“How Temperature, Humidity, and Pollution Interact in the Global Atmosphere”

Weather is a delicate system of balance where heat, moisture, and particles constantly interact to shape the air we breathe.
Using the Kaggle Global Daily Weather Dataset (2023–2024), we examined how five critical atmospheric variables — temperature, humidity, PM2.5, PM10, and UV index– correlate across global capital cities.
The findings reveal a fascinating picture of interdependence between meteorological and environmental factors and how they define climate experience on a planetary scale.

Correlation Summary

Variable Pair Correlation (r) Relationship Insight
Temperature ↔ Humidity −0.35 Warmer air tends to coincide with lower humidity — characteristic of arid and desert climates.
Temperature ↔ UV Index +0.48 Clearer skies and stronger sunlight raise both UV intensity and surface heat.
Temperature ↔ PM2.5 / PM10 +0.04 / +0.11 Weak links — temperature alone doesn’t drive particulate pollution.
Humidity ↔ PM2.5 / PM10 −0.18 / −0.23 Humid air helps trap or wash out particles, slightly improving air quality.
PM2.5 ↔ PM10 +0.65 Strongly correlated — polluted air contains both fine and coarse particulates.
Humidity ↔ UV Index −0.57 Moisture and cloud cover significantly reduce UV penetration.

Interpretation of Relationships

  1. Heat and Dryness Go Hand in Hand
    The −0.35 correlation confirms that high temperatures often correspond to low humidity — seen across desert belts such as the Arabian Peninsula, North Africa, and Central Asia.

  2. The Sun–Heat Connection
    A +0.48 correlation between temperature and UV index indicates that the clearest skies also bring the highest solar radiation levels — valuable insight for UV risk forecasting and solar power planning.

  3. Humidity as a Natural Filter
    Negative correlations with PM2.5, PM10, and UV show that moist air serves as an atmospheric moderator, suppressing both pollution dispersion and radiation intensity.
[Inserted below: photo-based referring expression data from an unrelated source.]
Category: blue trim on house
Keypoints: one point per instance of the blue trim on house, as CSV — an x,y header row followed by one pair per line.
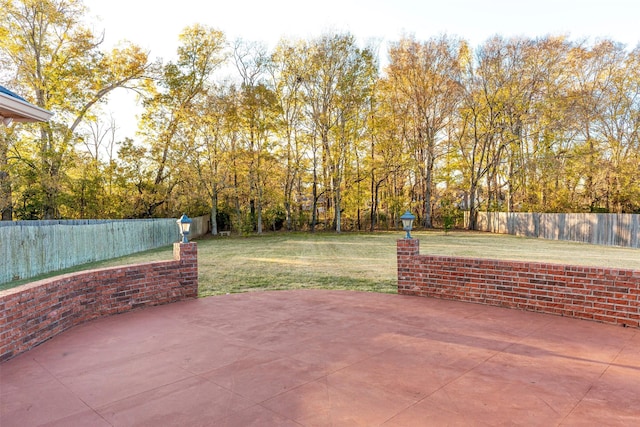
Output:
x,y
8,92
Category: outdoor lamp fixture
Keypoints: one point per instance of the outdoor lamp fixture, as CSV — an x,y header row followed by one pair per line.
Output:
x,y
407,223
184,223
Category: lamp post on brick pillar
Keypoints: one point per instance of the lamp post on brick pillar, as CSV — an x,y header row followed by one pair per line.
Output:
x,y
407,248
187,253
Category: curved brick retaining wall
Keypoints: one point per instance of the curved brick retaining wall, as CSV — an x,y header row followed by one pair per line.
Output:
x,y
33,313
606,295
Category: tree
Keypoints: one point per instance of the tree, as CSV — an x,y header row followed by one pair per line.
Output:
x,y
181,87
425,80
337,82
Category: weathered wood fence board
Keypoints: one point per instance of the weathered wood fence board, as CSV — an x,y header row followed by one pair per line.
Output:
x,y
595,228
30,248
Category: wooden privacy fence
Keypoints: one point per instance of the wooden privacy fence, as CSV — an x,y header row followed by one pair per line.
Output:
x,y
595,228
30,248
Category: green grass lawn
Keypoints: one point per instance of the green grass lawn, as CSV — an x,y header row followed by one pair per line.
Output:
x,y
354,261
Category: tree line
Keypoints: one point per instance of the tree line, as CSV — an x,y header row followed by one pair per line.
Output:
x,y
315,133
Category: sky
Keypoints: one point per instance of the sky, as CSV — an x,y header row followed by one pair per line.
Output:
x,y
155,24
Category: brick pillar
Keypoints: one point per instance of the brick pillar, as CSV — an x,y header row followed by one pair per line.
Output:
x,y
187,254
406,250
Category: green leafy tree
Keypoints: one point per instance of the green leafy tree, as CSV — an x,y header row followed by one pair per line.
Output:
x,y
57,64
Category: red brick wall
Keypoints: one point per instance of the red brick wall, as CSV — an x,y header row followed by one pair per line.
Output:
x,y
606,295
33,313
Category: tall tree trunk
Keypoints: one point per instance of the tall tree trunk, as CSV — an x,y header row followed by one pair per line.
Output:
x,y
214,211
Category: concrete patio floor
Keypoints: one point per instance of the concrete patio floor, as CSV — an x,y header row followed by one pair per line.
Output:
x,y
327,358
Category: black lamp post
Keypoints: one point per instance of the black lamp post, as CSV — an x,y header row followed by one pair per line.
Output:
x,y
184,223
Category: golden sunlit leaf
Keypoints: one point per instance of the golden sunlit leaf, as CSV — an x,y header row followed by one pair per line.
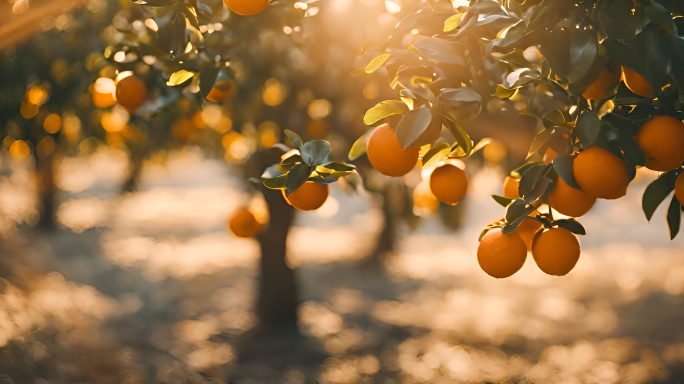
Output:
x,y
376,63
180,77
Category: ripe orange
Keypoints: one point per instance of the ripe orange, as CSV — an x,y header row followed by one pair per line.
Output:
x,y
511,185
246,7
549,155
309,197
599,172
636,83
386,154
556,251
222,90
679,188
501,255
570,201
131,92
423,198
448,183
599,89
243,223
527,229
662,140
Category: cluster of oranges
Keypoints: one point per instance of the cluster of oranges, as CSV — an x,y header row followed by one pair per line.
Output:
x,y
448,183
599,173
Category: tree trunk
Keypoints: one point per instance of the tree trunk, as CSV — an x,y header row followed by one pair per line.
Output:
x,y
277,302
134,168
46,193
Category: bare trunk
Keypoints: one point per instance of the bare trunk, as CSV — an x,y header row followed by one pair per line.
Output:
x,y
46,193
277,303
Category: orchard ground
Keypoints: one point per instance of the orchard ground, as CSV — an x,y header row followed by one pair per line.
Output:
x,y
151,287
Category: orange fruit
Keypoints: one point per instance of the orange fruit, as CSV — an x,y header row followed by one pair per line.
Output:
x,y
386,154
636,83
131,92
599,89
662,140
549,155
501,255
556,251
423,199
568,200
527,229
679,188
243,223
448,183
246,7
309,197
222,90
104,91
599,172
511,187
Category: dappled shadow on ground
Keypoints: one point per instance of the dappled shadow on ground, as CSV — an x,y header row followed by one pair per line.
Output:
x,y
149,287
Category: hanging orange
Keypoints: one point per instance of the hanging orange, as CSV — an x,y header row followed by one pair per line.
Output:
x,y
501,255
309,197
662,141
386,154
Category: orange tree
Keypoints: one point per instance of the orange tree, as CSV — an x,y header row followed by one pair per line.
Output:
x,y
604,78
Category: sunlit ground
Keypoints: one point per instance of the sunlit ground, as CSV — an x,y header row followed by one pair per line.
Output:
x,y
150,287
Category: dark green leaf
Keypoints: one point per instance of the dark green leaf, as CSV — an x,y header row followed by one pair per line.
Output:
x,y
562,164
315,152
571,225
520,171
674,217
384,109
297,177
656,192
294,138
276,182
412,125
207,79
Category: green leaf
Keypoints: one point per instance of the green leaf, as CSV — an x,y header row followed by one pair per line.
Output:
x,y
376,63
295,139
384,109
562,164
297,177
462,137
516,213
656,192
180,78
452,22
571,225
276,182
583,53
588,126
503,92
207,79
338,166
412,125
520,171
433,151
464,94
315,152
543,137
674,217
503,201
360,145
  4. Pollution’s Internal Unity
    PM2.5 and PM10 move together (+0.65), signaling shared sources — industrial emissions, construction dust, and vehicle exhaust — a universal pattern in urban air dynamics.

Key Climate Insights

Observation Implication
Hotter regions are generally drier Higher evaporative demand, less precipitation
Humidity suppresses pollution Moisture enables deposition and particle clumping
UV peaks in clear, arid conditions Greater exposure risk in low-humidity zones
PM2.5 and PM10 share origins Air quality interventions must target both simultaneously

Environmental and Policy Implications

  • ☀️ Public Health: Correlations help identify UV-exposure risk zones and regions prone to pollution-induced respiratory illness.

  • 🌱 Urban Sustainability: Insights support smart city air-quality planning and heat-mitigation initiatives (tree planting, cool roofs).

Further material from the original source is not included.